The continuous intense debate over different aspects of the embattled health care reform law will find its way to the U.S. Supreme Court in the near future due to a disagreement involving mandatory provision of contraceptives, which some say is in conflict with “religious liberty.”
The justices came to an agreement on Tuesday to consider and examine provisions in the Affordable Care Act requiring business owners with a particular number of employees to provide insurance coverage for birth control and other reproductive health care services and not require a co-pay.
Many claim that private companies should have the right to refuse to follow this provision on the basis that it goes against their religious beliefs. Oral arguments will likely begin in March with a possible decision by late June.
There have been nearly 50 lawsuits filed from various companies that challenge the birth control provision in the Affordable Health Care law (more commonly known as “Obamacare”). From its introduction, this law has met much criticism.
Last year, the Supreme Court voted to keep in place the key funding aspect of this embattled health care law. Although it was a narrow decision, it was a pivotal ruling because of the affirmation that most United States citizens would be mandated to either buy health insurance or pay a financial penalty. The constitutional battle now moves to a discussion as to whether or not employers are having their First Amendment rights violated.

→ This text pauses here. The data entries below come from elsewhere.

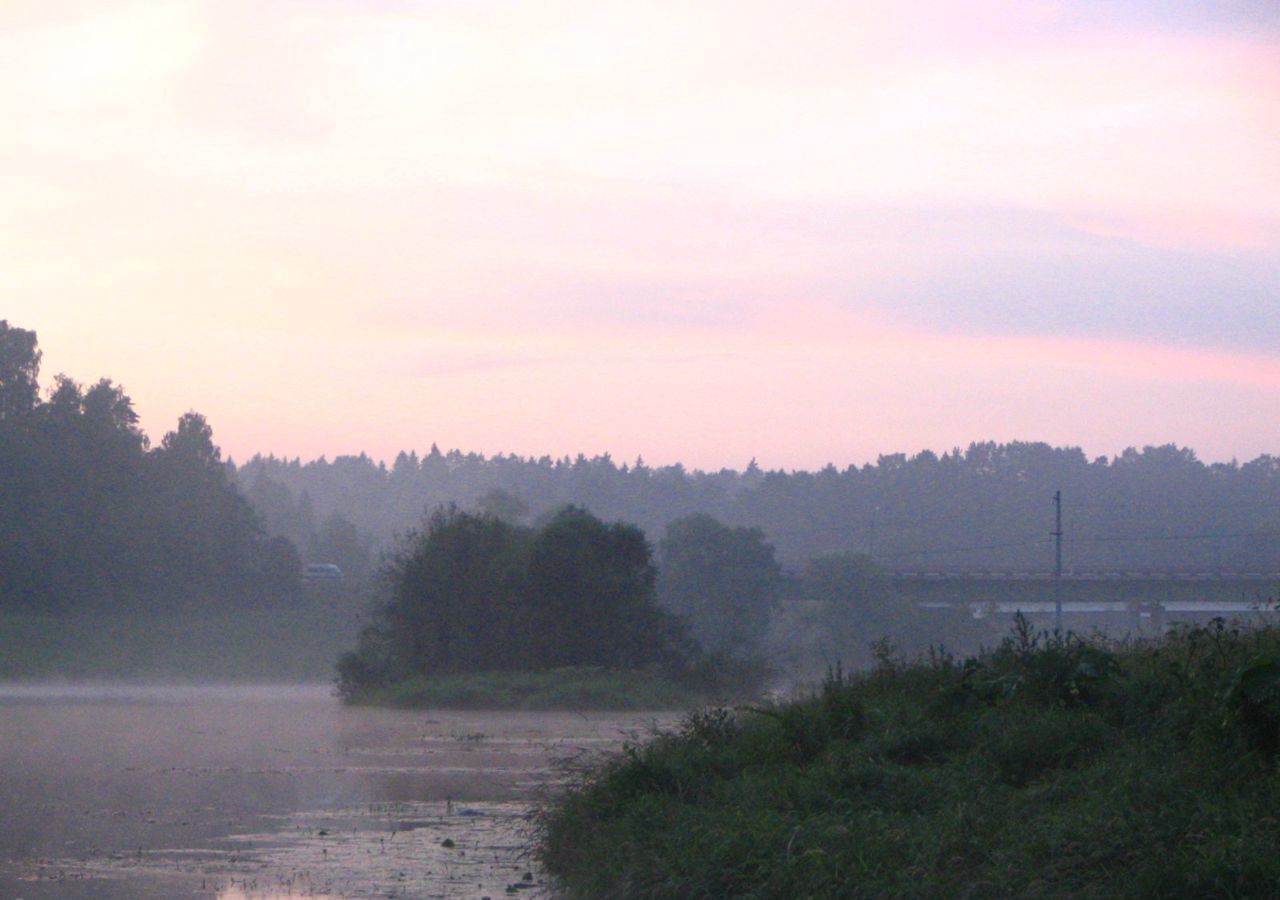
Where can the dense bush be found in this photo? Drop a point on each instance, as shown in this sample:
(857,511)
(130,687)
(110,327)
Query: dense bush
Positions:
(1047,767)
(472,593)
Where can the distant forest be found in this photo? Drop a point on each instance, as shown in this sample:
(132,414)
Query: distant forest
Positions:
(987,507)
(92,514)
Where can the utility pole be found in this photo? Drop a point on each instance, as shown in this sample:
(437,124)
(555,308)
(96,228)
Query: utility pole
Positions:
(871,543)
(1057,560)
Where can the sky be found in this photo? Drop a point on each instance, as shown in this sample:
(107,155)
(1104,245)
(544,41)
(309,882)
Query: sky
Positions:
(799,232)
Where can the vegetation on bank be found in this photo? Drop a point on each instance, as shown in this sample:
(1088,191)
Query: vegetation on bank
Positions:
(1048,767)
(94,516)
(475,594)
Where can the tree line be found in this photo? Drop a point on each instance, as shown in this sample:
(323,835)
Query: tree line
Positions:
(984,507)
(92,514)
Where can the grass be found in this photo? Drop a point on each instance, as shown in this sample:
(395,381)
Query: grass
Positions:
(1048,767)
(273,644)
(552,689)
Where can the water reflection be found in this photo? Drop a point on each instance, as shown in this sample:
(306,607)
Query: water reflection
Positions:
(163,791)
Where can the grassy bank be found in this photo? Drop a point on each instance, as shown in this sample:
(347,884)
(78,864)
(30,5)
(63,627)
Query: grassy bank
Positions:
(1045,768)
(552,689)
(278,644)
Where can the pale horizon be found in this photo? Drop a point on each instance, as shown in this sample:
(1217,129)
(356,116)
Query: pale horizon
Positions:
(801,233)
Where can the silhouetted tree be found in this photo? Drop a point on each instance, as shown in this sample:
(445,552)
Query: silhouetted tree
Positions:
(725,581)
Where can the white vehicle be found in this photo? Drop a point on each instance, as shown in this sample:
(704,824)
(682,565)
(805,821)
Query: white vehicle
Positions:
(321,570)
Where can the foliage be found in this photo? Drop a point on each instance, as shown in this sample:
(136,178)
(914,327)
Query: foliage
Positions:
(978,507)
(725,581)
(91,515)
(1048,767)
(475,593)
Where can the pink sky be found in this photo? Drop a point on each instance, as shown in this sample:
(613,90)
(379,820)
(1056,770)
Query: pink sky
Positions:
(695,232)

So far, five courts have reviewed the rule on contraception coverage. Three of them have ruled against it while the remaining two have upheld it. This type of split makes it more probable for a Supreme Court review.
The Supreme Court has agreed to review two suits involving for-profit corporations. One of those is Hobby Lobby, Inc., a nationwide chain of about 500 arts and crafts stores.

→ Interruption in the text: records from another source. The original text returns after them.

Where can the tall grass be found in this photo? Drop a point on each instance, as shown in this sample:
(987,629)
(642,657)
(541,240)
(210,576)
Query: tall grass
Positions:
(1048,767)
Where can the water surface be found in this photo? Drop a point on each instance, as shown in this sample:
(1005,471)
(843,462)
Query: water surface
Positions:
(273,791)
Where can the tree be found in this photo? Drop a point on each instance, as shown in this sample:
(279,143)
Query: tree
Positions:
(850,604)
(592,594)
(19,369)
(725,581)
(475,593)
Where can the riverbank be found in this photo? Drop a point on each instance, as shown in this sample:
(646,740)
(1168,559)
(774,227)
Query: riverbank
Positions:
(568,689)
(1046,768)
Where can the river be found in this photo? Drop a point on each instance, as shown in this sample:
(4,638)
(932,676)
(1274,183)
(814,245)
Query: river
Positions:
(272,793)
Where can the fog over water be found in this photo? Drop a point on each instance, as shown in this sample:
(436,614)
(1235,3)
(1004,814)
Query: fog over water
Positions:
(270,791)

The owners, David Green and family, claim their Christian principles are in direct conflict with portions of the law and its requirements for comprehensive coverage. One of the medications that would be provided, according to the Greens, prevents human embryos from being placed in a womb. To the Greens, this is on the same level as abortion.
The Green family makes it clear that they do not have a problem with the provision of other forms of birth control, including condoms or diaphragms, for their close to 13,000 employees. The Greens also say that those employees represent many faiths and not just Christians.
Kyle Duncan is a lawyer for Becket Fund for Religious Liberty and also lead counsel for Hobby Lobby. Duncan calls the Supreme Court decision to review this a significant step for the Green family and Hobby Lobby and an important move in the “fight for American’s religious liberty.”
The White House issued a statement on Tuesday that, in their mind, the contraceptive provision is “lawful and essential to women’s health” and added that they were “confident the Supreme Court will agree.”
Recently, the Supreme Court was asked to review this particular issue by a private Christian university located in Virginia. However, the court decided not to hear that appeal and did not give an explanation for the denial.
Supporters of the health care law say it does not require owners of individual companies to provide coverage that they might find objectionable. Rather, the law places that requirement on businesses that operate on the corporate level.
It is expected by many pundits that when the embattled health care law goes before the Supreme Court again, it will be a very close vote regardless of which direction it takes.